A pesar de lesiones que le impidieron rendir al máximo en 2013, el pasado curso consiguió un título en Marsella y rozó la proeza de alcanzar la final de Roland Garros, torneo que no gana un local desde que Yannick Noah lo hiciese en la edición de 1983. Tras caer en las semifinales de París, Jo-Wilfred prometió al público de la Philippe Chatrier volver en 2014 con energías renovadas. Lo que entonces no sabía es que para ese asalto dispondría de una nueva arma: La Pure Strike, una nueva raqueta de Babolat diseñada para los first strikers, jugadores orientados al ataque y a los golpes rápidos que se desplazan hacia delante, golpeando enseguida la pelota. Un arma elaborada a la medida del francés, una espada amoldada a las necesidades de un jugador potente, talentoso y con objetivos sumamente ambiciosos.

En el pasado curso, Tsonga consiguió una victoria de prestigio ante Federer en Roland Garros y un triunfo ante Berdych que le permitió coronarse en Marsella. Sin embargo, su balance de enfrentamientos con los rivales más punteros del circuito fue negativo. Sucumbió con Nadal en Mónaco, con Djokovic en Indian Wells y Shanghái, con Federer en Australia, con Murray en Queens y con Ferrer en las citadas semifinales de París. El objetivo de volver a plantarle cara a los mejores tendrá un test excesivamente tempranero, ya que el 26 de diciembre Tsonga será el encargado de calibrar el retorno de Andy Murray a las pistas en los cuartos de final del Mubadala World Tennis Championship, torneo de exhibición que reunirá a seis de las 10 mejores raquetas del mundo en Abu Dabi. Si Tsonga consigue doblegar al escocés, tendrá que verse las caras en semifinales con Novak Djokovic que sigue invicto desde que perdiera la final del US Open. Por el otro lado del cuadro, deambulan David Ferrer, Stanislas Wawrinka y Andy Murray. No es mala manera para empezar el curso académico.

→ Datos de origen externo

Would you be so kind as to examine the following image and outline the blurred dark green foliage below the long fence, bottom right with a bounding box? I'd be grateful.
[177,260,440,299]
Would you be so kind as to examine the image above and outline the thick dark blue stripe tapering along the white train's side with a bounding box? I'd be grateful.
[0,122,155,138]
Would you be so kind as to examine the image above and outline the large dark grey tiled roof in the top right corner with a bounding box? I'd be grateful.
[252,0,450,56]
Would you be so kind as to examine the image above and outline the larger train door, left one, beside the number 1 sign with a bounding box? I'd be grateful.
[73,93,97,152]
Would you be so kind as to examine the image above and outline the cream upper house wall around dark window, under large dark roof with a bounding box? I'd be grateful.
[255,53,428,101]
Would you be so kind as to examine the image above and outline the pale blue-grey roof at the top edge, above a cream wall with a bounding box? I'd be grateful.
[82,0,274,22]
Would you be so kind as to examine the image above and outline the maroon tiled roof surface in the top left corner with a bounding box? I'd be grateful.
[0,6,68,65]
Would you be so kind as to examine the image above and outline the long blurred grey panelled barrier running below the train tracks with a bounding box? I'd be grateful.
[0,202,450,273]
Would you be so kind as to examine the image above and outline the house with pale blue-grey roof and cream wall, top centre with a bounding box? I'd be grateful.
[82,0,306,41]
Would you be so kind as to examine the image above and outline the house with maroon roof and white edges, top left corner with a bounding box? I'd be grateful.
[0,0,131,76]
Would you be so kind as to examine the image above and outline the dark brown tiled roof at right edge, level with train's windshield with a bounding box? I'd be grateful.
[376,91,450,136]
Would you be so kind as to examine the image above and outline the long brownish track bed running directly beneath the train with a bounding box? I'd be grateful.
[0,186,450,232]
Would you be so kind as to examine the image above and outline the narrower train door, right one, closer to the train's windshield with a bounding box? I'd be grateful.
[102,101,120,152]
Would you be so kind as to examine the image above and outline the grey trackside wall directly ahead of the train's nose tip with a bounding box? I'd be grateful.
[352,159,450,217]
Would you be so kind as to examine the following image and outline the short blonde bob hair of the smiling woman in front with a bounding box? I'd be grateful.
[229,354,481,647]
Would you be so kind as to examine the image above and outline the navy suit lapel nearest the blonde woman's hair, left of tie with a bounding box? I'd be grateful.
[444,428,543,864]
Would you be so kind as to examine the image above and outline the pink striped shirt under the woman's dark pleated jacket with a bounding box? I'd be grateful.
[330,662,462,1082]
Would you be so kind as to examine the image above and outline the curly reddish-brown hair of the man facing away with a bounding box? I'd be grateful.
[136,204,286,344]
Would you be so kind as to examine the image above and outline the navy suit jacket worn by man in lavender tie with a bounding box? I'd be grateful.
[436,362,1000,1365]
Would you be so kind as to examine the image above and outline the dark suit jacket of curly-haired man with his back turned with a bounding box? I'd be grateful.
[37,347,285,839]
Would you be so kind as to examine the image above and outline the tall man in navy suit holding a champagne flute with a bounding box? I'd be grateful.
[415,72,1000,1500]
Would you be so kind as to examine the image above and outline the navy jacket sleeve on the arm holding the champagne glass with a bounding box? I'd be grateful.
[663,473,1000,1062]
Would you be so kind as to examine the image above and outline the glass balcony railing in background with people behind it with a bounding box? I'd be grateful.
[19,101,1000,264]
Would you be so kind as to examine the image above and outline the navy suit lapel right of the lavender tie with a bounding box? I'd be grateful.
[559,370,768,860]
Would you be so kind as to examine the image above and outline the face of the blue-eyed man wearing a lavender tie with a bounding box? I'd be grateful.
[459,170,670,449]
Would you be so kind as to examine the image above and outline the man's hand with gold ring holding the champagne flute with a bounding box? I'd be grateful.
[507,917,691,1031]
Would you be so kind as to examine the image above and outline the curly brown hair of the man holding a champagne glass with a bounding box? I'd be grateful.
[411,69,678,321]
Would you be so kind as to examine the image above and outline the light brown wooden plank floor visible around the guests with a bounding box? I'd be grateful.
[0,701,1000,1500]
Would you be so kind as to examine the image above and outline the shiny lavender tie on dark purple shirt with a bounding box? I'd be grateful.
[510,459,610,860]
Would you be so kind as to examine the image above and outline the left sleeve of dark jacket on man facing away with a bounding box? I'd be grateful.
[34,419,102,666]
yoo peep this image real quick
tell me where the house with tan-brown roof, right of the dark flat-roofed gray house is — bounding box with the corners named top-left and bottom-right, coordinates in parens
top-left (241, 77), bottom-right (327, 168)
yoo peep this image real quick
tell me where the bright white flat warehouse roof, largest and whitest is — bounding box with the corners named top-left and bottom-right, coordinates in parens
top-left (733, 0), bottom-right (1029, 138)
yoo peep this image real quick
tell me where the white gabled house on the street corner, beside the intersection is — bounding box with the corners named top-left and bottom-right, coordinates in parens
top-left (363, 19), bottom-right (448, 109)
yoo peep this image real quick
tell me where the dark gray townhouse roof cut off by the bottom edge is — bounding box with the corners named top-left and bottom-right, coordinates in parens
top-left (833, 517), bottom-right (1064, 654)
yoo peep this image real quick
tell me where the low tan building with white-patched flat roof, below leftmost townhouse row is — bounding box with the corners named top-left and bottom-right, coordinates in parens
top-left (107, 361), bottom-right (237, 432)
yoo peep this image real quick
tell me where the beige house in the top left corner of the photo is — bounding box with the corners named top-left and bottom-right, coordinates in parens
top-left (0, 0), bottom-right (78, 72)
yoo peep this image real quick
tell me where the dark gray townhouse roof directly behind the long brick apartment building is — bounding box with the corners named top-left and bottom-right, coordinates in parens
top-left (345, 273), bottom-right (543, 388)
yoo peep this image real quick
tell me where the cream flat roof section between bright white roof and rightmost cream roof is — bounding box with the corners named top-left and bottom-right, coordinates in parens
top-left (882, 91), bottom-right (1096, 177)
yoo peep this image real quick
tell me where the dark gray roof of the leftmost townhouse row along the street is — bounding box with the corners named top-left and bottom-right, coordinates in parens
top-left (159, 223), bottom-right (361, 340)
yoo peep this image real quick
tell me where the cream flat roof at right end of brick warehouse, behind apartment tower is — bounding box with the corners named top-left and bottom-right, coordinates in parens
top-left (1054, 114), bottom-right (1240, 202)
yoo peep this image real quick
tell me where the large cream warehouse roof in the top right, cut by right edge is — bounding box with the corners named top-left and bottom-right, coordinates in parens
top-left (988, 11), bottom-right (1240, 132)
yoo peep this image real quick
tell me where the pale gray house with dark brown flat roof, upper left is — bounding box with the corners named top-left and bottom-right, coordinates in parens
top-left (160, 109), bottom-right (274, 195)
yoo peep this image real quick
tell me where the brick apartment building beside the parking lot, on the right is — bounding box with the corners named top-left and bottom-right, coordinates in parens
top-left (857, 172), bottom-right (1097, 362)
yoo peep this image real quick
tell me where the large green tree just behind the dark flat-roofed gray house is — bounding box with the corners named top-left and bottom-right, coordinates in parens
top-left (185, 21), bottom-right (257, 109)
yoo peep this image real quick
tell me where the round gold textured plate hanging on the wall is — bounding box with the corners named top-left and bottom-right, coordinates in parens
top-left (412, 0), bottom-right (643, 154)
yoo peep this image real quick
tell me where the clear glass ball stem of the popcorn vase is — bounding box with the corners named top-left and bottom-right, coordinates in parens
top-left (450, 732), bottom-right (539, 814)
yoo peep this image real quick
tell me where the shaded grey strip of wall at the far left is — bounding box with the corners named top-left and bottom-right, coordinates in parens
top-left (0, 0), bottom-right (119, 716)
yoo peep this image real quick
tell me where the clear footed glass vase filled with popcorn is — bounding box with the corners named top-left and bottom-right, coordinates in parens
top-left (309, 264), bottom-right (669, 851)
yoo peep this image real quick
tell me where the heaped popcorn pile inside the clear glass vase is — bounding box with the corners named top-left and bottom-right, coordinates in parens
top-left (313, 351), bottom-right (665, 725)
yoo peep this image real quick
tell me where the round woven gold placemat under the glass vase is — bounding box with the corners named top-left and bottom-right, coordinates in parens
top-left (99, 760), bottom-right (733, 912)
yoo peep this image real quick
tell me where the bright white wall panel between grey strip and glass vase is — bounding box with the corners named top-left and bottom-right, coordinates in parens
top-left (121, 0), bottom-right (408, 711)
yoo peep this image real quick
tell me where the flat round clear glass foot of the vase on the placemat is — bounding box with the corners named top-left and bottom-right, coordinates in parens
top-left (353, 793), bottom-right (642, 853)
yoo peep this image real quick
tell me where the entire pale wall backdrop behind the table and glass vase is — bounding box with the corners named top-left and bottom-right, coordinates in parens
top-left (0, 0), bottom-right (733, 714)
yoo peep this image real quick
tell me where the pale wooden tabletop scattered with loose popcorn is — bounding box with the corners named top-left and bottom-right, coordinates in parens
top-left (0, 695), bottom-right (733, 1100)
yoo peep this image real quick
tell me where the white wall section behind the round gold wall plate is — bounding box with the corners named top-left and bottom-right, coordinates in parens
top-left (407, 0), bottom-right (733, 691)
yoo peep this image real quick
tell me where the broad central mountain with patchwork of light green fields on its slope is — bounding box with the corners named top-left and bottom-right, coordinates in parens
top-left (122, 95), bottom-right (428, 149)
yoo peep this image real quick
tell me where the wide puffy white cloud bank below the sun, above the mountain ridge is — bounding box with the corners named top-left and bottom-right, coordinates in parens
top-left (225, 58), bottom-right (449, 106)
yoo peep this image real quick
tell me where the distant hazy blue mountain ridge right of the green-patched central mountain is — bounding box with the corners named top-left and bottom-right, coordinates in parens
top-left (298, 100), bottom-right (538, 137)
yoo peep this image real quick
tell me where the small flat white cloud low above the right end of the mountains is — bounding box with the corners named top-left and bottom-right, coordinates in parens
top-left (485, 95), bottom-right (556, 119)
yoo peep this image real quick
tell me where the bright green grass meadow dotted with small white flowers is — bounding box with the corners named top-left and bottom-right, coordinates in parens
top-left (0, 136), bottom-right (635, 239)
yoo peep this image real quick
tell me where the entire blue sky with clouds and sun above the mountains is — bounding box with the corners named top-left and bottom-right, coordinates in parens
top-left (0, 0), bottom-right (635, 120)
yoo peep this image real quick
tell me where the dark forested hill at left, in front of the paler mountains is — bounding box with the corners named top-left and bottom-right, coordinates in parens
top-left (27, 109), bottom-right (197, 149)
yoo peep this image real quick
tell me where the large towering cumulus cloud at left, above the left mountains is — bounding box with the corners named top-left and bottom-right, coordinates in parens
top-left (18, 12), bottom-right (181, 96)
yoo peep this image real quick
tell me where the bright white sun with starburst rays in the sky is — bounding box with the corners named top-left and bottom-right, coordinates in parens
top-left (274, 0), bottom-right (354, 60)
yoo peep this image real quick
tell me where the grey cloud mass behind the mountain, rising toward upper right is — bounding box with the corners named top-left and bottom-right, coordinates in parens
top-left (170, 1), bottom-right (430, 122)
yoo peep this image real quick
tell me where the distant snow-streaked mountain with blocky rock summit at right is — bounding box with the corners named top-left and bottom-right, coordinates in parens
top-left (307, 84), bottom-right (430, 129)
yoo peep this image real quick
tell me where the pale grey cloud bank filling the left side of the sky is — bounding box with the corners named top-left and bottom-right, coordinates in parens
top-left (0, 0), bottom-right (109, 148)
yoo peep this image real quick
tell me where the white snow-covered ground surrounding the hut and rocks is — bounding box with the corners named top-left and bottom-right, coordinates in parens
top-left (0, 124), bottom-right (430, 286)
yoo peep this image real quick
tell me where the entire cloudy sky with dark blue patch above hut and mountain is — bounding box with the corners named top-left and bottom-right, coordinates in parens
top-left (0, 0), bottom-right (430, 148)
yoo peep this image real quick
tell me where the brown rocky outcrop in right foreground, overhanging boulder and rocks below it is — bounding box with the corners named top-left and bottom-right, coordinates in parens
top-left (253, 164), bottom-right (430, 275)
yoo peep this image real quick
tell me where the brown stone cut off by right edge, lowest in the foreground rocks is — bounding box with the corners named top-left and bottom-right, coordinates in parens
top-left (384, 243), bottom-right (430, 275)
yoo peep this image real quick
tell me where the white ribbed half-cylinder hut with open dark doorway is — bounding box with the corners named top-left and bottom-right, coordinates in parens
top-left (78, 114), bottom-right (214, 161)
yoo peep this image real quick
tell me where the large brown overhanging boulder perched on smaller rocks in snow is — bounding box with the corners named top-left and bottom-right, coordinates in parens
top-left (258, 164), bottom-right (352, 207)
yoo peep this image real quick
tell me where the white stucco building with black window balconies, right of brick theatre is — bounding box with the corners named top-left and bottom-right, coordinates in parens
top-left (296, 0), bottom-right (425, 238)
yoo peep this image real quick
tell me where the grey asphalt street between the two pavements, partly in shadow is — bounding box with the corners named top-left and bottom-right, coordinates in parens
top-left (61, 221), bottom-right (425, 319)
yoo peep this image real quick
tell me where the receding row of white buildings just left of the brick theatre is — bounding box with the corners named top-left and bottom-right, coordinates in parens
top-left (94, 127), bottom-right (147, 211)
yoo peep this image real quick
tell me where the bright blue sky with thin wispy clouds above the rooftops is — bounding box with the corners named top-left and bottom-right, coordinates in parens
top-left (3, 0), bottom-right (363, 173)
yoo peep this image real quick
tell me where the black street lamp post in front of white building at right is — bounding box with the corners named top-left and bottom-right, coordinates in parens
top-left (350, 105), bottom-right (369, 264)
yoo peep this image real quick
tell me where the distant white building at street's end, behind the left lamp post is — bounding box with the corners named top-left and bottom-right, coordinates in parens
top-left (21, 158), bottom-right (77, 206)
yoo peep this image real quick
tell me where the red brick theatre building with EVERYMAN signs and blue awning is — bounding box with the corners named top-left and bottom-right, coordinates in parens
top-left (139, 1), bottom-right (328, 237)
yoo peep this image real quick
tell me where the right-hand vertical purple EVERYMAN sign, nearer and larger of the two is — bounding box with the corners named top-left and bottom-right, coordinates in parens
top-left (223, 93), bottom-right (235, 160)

Tras la exhibición de Abu Dabi, el primer gran reto serio de Jo estará en tierras australianas donde debe, como mínimo, reeditar los cuartos de final del pasado año en el Gran Slam que estrena la temporada. Eso sí, el jugador Babolat sabe que sus balones de oxígeno en 2014 se encuentran en Wimbledon (tuvo que retirarse en segunda ronda ante Gulbis) y en el Abierto de los Estados Unidos, torneo que no pudo disputar por lesión. También es un aliciente saber que sólo defiende los puntos correspondientes a la segunda ronda en el Masters 1000 de Miami, a las primeras rondas en Bercy y Roma y que tiene todo por sumar en las citas de la gira veraniega por Cincinnati y Canadá. La competencia es aún mayor que hace tres temporadas cuando el francés se ubicó en la zona más notable del ránking ATP, pero todos los argumentos invitan al optimismo. Tsonga está de vuelta. Y con su Pure Strike quiere pegar primero.

  • Carlos

    Tsonga en este caso se retiró en su partido ante Gulbis. A Goffin le ganó en 3 sets en un muy buen partido de 1ª ronda. Saludos!